Maharashtra Orders Digital Locks on Liquor Trucks

2026-05-06

The state will require GPS-tracked locks on vehicles carrying liquor and spirit products starting June 1.

Maharashtra will require digital locks with real-time GPS tracking on all vehicles carrying liquor and spirit products starting June 1, in a move the state says is aimed at curbing theft, illegal diversion and tax evasion in one of India’s largest alcohol markets.

The rule, announced in a government resolution issued Tuesday, applies to transport vehicles moving liquor within Maharashtra, across state borders and through ports. It also covers tankers carrying molasses and rectified spirit from distilleries, as well as consignments of imported foreign liquor leaving customs bond warehouses. Vehicles carrying denatured spirit, excluding ethanol, are included too.

State excise officials said the system is meant to replace manual checks with electronic monitoring that can show where a vehicle is in real time, who opened the lock and how much stock was delivered along the route. The locks will be linked to the excise department’s command-and-control network and supply chain management system.

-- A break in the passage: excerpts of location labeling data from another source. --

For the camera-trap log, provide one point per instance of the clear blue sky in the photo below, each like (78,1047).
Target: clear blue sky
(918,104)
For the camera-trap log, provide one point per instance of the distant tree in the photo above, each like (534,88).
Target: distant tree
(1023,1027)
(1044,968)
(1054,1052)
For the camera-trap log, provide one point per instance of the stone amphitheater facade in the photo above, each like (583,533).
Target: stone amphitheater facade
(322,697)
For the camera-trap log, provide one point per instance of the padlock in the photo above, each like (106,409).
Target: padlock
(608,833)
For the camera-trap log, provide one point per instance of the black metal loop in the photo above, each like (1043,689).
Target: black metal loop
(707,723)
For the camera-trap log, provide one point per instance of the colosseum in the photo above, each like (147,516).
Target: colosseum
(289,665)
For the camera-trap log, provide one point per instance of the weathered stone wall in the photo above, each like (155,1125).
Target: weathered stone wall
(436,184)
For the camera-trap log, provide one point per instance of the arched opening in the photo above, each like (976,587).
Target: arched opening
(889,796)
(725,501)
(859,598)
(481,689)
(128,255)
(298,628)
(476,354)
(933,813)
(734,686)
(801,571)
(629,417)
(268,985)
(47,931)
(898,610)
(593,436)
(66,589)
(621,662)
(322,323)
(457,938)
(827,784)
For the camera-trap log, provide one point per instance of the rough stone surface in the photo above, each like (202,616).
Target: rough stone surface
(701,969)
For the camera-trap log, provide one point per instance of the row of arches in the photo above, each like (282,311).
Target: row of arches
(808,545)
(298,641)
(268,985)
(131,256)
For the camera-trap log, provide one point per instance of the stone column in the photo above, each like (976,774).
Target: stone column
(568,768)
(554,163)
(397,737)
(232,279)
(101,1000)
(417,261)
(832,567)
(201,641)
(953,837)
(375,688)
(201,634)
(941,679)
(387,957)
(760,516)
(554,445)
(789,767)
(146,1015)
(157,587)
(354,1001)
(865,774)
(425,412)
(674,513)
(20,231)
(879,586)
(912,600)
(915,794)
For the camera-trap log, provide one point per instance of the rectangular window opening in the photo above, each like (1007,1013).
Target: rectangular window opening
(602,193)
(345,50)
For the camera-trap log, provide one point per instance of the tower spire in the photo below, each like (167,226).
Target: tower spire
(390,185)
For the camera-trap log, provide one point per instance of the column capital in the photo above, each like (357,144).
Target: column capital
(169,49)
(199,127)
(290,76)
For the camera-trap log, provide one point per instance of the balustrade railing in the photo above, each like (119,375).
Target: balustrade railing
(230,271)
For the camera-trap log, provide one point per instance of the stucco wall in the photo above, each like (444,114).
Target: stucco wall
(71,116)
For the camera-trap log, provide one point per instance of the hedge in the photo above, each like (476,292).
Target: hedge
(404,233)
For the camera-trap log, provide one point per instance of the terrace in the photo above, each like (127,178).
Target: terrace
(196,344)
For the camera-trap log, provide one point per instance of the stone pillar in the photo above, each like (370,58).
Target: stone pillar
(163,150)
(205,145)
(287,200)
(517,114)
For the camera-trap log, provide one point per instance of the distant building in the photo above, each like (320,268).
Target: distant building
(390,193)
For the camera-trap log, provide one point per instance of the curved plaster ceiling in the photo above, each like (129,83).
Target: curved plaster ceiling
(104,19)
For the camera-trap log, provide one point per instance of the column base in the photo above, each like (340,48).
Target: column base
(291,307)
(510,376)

The decision follows a pilot program launched last May and comes after a series of bootlegging cases in which transporters and dealers were accused of mixing spurious liquor and water into original bottles before selling them outside the legal market. Officials said those practices posed health risks for consumers and caused revenue losses for the state.

Under the new framework, vehicles moving molasses, rectified spirit and liquor from outside Maharashtra to another state through the state will also need the digital locks. The same requirement will apply to vehicles issued a Through Transport Pass at the border when entering and exiting Maharashtra.

The government said supplier companies will have to meet the conditions set out in the resolution. Officials expect the change to tighten surveillance across the supply chain and reduce leakages in transport from factories, distilleries, warehouses and ports.